Msekipun perbuatan ini adalah perbuatan dosa besar dan pelakunya terancam akan dimasukkan ke neraka, namun bukan berarti pelakunya kafir dan akan kekal di neraka.
LARI DARI MEDAN PERANG YANG TIDAK TERMASUK DOSA
Dalam ayat di atas Allâh Azza wa Jalla mengecualikan bentuk lari dari medan perang yang tidak terkena ancaman, yaitu:
إِلَّا مُتَحَرِّفًا لِقِتَالٍ أَوْ مُتَحَيِّزًا إِلَىٰ فِئَةٍ
… kecuali berbelok untuk (siasat) perang atau hendak menggabungkan diri dengan pasukan yang lain. [Al-Anfâl/8:16]

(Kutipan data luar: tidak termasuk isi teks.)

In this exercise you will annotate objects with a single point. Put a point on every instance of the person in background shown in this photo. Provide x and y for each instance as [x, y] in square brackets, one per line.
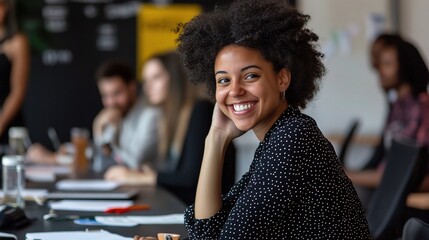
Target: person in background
[125, 129]
[403, 71]
[14, 69]
[184, 123]
[262, 68]
[377, 46]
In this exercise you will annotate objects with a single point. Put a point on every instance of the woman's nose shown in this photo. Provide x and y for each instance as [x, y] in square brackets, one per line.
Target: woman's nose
[236, 89]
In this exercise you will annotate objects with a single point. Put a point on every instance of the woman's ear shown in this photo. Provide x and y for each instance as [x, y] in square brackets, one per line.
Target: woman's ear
[284, 79]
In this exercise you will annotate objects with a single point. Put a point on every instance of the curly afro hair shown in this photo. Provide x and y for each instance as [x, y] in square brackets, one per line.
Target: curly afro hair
[271, 26]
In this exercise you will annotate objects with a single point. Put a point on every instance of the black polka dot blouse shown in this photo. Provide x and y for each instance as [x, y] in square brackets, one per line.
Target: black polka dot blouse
[295, 189]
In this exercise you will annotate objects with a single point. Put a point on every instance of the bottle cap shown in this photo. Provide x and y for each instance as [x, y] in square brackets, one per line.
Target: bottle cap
[18, 132]
[12, 160]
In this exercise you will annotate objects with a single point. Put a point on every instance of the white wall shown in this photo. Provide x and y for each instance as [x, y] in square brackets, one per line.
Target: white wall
[414, 17]
[350, 88]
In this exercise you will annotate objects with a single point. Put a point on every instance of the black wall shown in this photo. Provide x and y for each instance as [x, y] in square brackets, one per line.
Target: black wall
[62, 92]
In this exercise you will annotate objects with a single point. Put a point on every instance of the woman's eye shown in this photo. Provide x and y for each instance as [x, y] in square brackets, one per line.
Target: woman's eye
[222, 80]
[251, 76]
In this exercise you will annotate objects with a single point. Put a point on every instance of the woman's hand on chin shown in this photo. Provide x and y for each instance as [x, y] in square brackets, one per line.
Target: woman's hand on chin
[221, 124]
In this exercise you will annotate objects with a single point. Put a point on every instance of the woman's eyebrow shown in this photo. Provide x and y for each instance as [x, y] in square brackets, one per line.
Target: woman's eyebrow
[242, 70]
[250, 66]
[220, 72]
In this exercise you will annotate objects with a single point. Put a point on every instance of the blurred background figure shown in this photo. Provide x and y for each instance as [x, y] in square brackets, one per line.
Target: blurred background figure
[124, 131]
[402, 70]
[184, 123]
[14, 69]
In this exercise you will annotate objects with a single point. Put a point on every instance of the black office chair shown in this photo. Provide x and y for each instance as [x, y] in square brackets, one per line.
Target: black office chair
[405, 168]
[415, 229]
[346, 143]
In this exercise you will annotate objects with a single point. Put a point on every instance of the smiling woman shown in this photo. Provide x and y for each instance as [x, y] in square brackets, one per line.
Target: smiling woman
[261, 64]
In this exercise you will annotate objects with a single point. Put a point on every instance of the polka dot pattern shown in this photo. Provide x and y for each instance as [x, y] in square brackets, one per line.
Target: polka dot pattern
[295, 189]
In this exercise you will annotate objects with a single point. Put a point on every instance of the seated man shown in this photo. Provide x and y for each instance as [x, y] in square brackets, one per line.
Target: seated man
[124, 131]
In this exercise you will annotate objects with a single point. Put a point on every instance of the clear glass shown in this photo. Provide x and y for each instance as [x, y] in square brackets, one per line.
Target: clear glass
[80, 140]
[17, 140]
[13, 180]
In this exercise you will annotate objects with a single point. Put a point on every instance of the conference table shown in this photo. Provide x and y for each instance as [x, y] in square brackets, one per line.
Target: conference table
[160, 201]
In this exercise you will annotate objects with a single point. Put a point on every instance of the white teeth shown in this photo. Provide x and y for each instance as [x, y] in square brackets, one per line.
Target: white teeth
[242, 107]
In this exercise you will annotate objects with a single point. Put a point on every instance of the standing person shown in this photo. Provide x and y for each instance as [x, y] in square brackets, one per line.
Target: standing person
[125, 129]
[14, 68]
[184, 123]
[262, 66]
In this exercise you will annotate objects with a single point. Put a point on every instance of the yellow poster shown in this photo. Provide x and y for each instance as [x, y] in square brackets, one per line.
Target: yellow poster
[154, 28]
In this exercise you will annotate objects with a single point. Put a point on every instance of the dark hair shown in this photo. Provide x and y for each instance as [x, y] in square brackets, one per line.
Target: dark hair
[180, 93]
[412, 67]
[172, 62]
[388, 38]
[10, 20]
[115, 68]
[272, 26]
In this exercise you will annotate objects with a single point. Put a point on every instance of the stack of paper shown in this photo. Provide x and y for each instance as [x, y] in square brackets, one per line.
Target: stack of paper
[86, 185]
[96, 235]
[89, 205]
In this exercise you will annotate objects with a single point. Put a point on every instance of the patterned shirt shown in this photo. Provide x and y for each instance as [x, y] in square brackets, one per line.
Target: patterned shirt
[295, 189]
[408, 120]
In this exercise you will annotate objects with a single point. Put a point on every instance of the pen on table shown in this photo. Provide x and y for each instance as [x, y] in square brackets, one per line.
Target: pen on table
[120, 210]
[55, 217]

Syaikh Muhammad bin Shâlih al-‘Utsamin rahimahullah berkata, “Allâh Azza wa Jalla mengecualikan dalam dua keadaan:
1. Berbelok untuk (siasat) perang, yaitu mempersiapkan diri untuk berperang. Seperti orang yang berbelok untuk membenahi keadaannya atau mempersiapkan senjata, termasuk berbelok ke tempat lain yang menjadi arah kedatangan serangan musuh. Ini tidak disebut berpaling, tetapi bersiap-siap.

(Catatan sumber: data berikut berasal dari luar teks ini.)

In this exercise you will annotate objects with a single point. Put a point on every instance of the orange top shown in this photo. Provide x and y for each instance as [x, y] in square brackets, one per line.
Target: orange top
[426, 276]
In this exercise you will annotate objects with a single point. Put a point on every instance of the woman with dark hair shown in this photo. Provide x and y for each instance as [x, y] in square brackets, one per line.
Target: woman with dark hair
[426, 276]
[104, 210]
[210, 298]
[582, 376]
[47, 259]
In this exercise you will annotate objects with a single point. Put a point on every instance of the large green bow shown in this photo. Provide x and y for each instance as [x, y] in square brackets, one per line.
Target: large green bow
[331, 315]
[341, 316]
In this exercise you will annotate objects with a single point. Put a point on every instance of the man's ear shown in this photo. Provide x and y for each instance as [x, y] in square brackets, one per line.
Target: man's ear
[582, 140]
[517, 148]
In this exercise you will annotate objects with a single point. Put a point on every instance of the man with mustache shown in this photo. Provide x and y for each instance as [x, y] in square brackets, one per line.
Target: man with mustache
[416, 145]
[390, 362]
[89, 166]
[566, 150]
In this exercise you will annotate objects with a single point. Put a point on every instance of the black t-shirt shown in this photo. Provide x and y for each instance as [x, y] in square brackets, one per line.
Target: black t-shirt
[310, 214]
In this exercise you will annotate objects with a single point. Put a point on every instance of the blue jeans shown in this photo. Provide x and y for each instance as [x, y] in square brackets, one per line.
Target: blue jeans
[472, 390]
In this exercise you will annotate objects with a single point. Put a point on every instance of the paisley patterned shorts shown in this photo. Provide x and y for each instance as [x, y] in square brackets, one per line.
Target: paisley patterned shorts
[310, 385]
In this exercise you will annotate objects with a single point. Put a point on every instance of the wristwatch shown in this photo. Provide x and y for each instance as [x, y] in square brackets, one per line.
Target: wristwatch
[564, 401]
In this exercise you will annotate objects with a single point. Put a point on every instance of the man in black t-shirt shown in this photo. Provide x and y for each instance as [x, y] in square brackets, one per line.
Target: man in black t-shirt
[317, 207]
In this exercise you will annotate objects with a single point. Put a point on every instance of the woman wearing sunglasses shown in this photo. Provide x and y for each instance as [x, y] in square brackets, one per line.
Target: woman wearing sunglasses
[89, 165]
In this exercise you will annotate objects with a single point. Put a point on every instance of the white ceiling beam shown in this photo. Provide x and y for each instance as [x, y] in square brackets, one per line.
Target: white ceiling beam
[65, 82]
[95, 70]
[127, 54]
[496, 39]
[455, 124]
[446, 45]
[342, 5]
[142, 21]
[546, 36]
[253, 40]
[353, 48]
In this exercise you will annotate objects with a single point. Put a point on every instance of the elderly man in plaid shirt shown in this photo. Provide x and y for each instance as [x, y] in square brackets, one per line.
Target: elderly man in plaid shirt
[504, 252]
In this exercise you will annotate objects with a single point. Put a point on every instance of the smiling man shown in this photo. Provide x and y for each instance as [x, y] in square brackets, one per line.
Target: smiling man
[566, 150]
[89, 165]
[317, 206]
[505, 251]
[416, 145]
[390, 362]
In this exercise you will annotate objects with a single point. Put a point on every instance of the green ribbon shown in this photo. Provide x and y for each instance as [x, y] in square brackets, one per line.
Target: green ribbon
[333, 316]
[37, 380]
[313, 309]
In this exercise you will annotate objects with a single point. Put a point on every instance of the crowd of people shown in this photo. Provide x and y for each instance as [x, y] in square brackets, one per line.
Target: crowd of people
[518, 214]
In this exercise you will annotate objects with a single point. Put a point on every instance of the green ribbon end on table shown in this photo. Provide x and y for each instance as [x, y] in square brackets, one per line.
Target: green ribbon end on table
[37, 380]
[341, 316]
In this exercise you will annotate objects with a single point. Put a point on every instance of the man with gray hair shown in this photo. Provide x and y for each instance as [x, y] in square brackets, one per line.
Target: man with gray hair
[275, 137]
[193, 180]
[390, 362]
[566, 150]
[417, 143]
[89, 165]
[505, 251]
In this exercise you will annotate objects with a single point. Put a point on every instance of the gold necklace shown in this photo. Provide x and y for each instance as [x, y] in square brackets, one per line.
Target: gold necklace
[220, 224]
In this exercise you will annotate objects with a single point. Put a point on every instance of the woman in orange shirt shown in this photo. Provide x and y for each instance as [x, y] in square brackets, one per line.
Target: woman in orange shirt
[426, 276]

2. Menggabungkan diri dengan pasukan lain. Seperti jika sekelompok pasukan Muslimin terkepung, dan kemungkinan akan bisa dihancurkan oleh musuh, maka sebagian tentara (yang sedang berperang ditempat lain) boleh mundur untuk (bergabung ke pasukan yang sedang terkepung tersebut untuk) menyelamatkan mereka. Ini diperbolehkan karena keadaan mendesak, dengan syarat tidak membahayakan tentara (yang sedang berperang ditempat lain itu).

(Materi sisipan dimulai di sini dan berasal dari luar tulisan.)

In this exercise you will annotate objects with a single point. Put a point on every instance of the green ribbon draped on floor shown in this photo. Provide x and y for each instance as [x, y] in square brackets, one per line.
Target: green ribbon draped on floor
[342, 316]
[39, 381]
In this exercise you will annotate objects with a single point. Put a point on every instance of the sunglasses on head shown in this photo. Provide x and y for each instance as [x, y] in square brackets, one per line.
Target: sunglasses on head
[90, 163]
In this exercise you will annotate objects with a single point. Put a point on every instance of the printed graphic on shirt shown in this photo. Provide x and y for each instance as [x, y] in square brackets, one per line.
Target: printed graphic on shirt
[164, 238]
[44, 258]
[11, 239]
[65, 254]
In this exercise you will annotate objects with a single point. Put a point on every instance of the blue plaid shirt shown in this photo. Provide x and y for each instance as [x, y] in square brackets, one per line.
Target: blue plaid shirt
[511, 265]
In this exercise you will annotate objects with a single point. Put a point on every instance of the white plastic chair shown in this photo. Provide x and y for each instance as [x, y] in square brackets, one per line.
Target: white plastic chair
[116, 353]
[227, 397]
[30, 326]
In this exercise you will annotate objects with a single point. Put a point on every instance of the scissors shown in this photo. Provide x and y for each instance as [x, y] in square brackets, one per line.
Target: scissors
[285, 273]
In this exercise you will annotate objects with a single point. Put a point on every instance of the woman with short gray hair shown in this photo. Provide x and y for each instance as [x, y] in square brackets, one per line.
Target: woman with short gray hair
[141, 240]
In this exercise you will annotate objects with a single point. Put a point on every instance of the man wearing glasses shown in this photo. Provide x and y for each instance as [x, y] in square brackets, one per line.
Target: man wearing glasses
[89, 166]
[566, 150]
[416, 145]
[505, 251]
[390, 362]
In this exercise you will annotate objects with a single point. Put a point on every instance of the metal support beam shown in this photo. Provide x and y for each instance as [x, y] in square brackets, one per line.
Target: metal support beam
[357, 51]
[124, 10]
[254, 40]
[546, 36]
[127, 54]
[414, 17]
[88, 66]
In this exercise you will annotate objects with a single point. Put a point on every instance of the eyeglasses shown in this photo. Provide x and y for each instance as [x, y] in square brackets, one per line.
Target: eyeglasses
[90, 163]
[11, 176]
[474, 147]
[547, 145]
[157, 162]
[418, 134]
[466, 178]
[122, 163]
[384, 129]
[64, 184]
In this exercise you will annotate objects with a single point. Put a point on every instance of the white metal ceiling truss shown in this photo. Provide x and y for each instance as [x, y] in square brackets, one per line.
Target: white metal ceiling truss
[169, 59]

Jika hal itu akan membahayakan tentara (yang sedang berperang), dan banyak tentara yang mundur dan bergabung kepada sekelompok pasukan yang terkepung itu, sehingga melemahkan kekuatan tentara (yang sedang berperang ditempat lain tersebut) dan menyebabkan kekalahan di hadapan musuh, maka itu tidak boleh. Karena bahaya (yang mengancam tentara yang sedang berperang) itu sesuatu yang pasti, sedangkan (keberhasilan) usaha menyelamatkan pasukan yang terkepung itu tidak pasti, maka itu tidak boleh, karena tujuan (perang) adalah untuk memenangkan agama Allâh, sementara dalam perbuatan tersebut akan menghinakan agama Allâh. Kecuali jika jumlah (tentara) orang-orang kafir lebih dari dua kali lipat (tentara) Muslimin, waktu itu boleh lari dari peperangan berdasarkan firman Allâh Azza wa Jalla :
الْآنَ خَفَّفَ اللَّهُ عَنْكُمْ وَعَلِمَ أَنَّ فِيكُمْ ضَعْفًا ۚ فَإِنْ يَكُنْ مِنْكُمْ مِائَةٌ صَابِرَةٌ يَغْلِبُوا مِائَتَيْنِ ۚ وَإِنْ يَكُنْ مِنْكُمْ أَلْفٌ يَغْلِبُوا أَلْفَيْنِ بِإِذْنِ اللَّهِ ۗ وَاللَّهُ مَعَ الصَّابِرِينَ
Sekarang Allâh telah meringankan kepadamu dan dia telah mengetahui bahwa padamu ada kelemahan. Maka jika ada diantaramu seratus orang yang sabar, niscaya mereka akan dapat mengalahkan dua ratus orang kafir; dan jika diantaramu ada seribu orang (yang sabar), niscaya mereka akan dapat mengalahkan dua ribu orang, dengan seizin Allâh. Dan Allâh beserta orang-orang yang sabar. [Al-Anfâl/8:66]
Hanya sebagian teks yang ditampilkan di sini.